It was raining buckets when Jeremy Bowers and Nicholas Diakopoulos met at Big Bear Cafe in Washington D.C. for lunch to discuss a potential partnership between The Washington Post and Northwestern University. Initially, Diakopoulos, a professor at Northwestern and the director of its Computational Journalism Lab, had reached out in hopes of getting a tour of The Post‘s newsroom during his time in D.C., but when he revealed that he did not have a project lined up yet for his upcoming sabbatical, the two began to plan.
“We went and had lunch, and over an hour and a half, we napkin-sketched out what it would look like for Nick to spend a sabbatical at The Post,” Bowers, an Engineering Director at The Post, says. “The thing that we came up with was this computational journalism lab that was [focused on] politics, because we knew there was going to be a ton of work in that space in preparation for the election.”
What they cooked up was a four-month project to make complex election data more accessible and useful to reporters, to begin in September 2019 with a deadline of December 2019 — when Diakopoulos would need to return to Illinois to teach.
Helping Reporters Spot Shifts in the Electorate
At the start of the project, Diakopoulos set up a temporary workspace at The Post, along with engineering intern Madison Dong, data scientist Lenny Bronner, and Bowers.
“After doing a bunch of interviews in the newsroom, [Diakopoulos] figured out that reporters wanted more information about…where voters had newly registered, and all these intricacies of the electorate,” Bowers explains. “But they also are really turned off by charts, maps, and things like that. They’re pretty complex, and they take time to sit and read. … [Diakopoulos] figured out that what reporters really wanted was a bite-sized snippet of text that summarized something for them into two or three sentences.
This need was filled by the Lead Locator — a tool Diakopoulos, Bowers, and their team built using a national voter file, which Bowers describes as “a gigantic spreadsheet that has a single row for every voter in America, and then 600 columns [of] demographic information [per row].”
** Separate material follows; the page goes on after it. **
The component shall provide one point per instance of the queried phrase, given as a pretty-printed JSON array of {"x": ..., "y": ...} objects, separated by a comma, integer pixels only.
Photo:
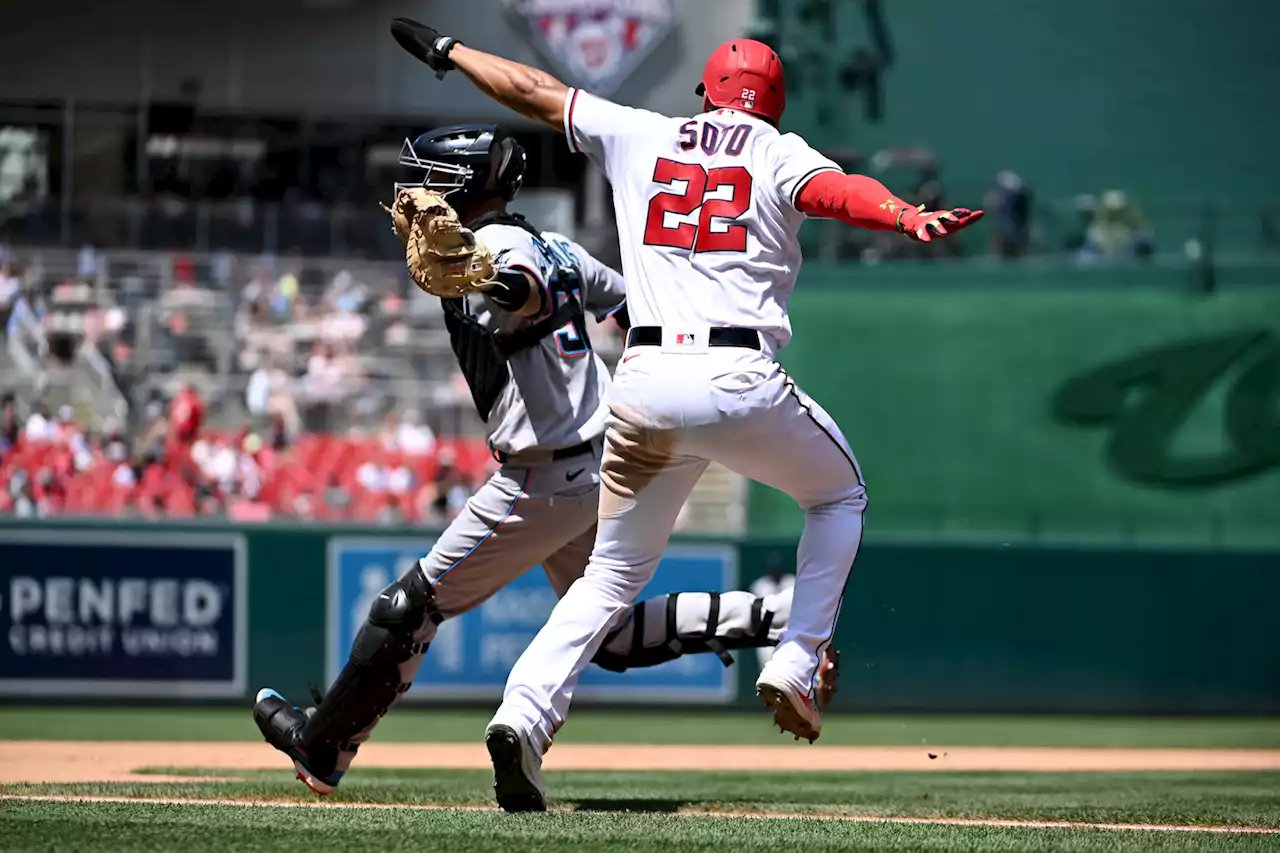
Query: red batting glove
[{"x": 923, "y": 224}]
Every 30 days, the Lead Locator takes in new data from every county in the US, tracking changes in voter registration. Then, using “lightweight machine learning” and natural-language generation software written in Python, the program produces short blurbs on what it has determined to be the most interesting counties. For example, Bowers says, it may create a blurb that says: “This county has seen a 35 percent increase in Hispanic voter registration over the last 30 days. This is higher than the state as a whole, and much higher than the national average.”
Not only are these data-driven sentences fact-checked, and usable in a story, but they also influence where reporters decide to interview residents — ultimately leading to new kinds of coverage in counties that may have otherwise been ignored.
Taking on a Project with a Reasonable Scope
What’s important about this tool isn’t its technological complexity, Bowers says, but the fact that the scope of the project was perfect for The Post and Diakopoulos to handle in just a few months.
“Technically speaking, any graduate student could build something that is much more sophisticated,” he says. “It’s just sophisticated enough that we never would have built it by ourselves. And it’s just interesting enough as an academic challenge that it appeals to [Diakopoulos]. … It was also something that we could build without it going wildly wrong. If you build some big piece of machine learning…you can take months, or even years, to really refine it into something that’s useful. We had four months.”
Using Data to Create an Accurate Election Map
At the same time that Diakopoulos and his team were creating the Lead Locator, Bowers was also in the final months of testing election mapping software that had been in the works since November 2019. Called the Expected Votes Model, this tool helped visualize which way states were expected to fall in on an election night — using both votes that have already been counted, along with ones that had yet to be.
“There’s this problem in elections,” Bowers explains. “The [votes] that come in early-on might be more Democratic or more Republican than all the rest of the votes that are like outstanding. So, you can get this false narrative where it looks like a candidate has pulled ahead.”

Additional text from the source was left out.